Documentaries don't have to be angry, hypocrisy-exposing investigations to hold our interest. Gems TV (ITV) was an entertaining hour, soothingly soundtracked by 1950s easy listening. If you've ever wondered why people watch those shopping channels, here was your answer: they're happily hypnotised.
Gems TV UK is one of three jewellery auction channels headed up by tycoon Steve Bennett and his extended family, including second wife, Sarah, his son and soon-to-be son-in-law. In essence, it's a family business operated out of a shed in Birmingham, but not many family businesses boast an annual turnover of more than £100m. While traditional jewellers sell only a few items a year with a high mark-up, the Bennetts' business model is based on selling thousands of pieces a day, sourced direct from the mines and at bargain basement prices.
Admittedly, it's not rubies or emeralds that are flying out the warehouse, but stones that most people have never heard of. Tanzanite, a blue-purple gem originating in the Mererani Hills of northern Tanzania, is so popular they've nearly run out, so Steve was off to Africa, to personally source a new seam. It was a bit like scene out of the 2006 blockbuster Blood Diamond, only there was no mention here of the environmental or ethical impact of precious stone mining and no mention at any point of Gems TV's recent scandal involving a presenter sacked for making a rude gesture live on air.
That's the kind of grit that might dull a stone's sparkle, and Steve Bennett knows it. Which is why when he returned home with only a cheesy Wotsits-coloured gem called "spessartite", he quickly went about renaming it "tulelei" and creating a backstory that would capture the imaginations of his viewer-customers. They call it "romancing the stones".

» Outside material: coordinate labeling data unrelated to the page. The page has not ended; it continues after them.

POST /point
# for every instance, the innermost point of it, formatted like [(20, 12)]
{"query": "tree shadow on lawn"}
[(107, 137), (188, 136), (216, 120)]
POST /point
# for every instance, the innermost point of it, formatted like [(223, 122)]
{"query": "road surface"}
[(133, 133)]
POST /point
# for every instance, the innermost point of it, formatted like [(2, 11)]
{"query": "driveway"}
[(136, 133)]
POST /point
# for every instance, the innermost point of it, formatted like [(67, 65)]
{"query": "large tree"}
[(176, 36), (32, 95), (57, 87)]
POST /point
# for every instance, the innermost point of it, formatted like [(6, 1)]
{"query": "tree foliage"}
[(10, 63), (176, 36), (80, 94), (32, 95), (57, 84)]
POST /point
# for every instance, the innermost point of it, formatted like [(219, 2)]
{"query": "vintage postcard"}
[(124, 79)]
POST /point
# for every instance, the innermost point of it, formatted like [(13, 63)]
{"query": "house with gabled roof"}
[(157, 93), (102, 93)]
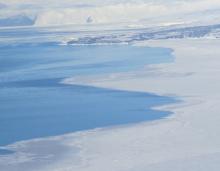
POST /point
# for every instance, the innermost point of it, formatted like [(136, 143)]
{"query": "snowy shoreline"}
[(187, 140)]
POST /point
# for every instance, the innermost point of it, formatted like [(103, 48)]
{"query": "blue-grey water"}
[(33, 102)]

This may not be the whole, uncensored story of Gems TV, but with David Brent's disciples so plentiful in other business documentaries, a display of competence makes for a refreshing change. Here was a businessman who actually seemed to understand people as well as products. Selling jewellery is "never about price, it's only about the perceived value", said Steve and his theories were confirmed by interviews with Gems TV's happily bejewelled customers. These Liz Taylors of Leeds, Princess Graces of Macclesfield and Miss Havishams of Hammersmith were all interesting enough to warrant a documentary of their own.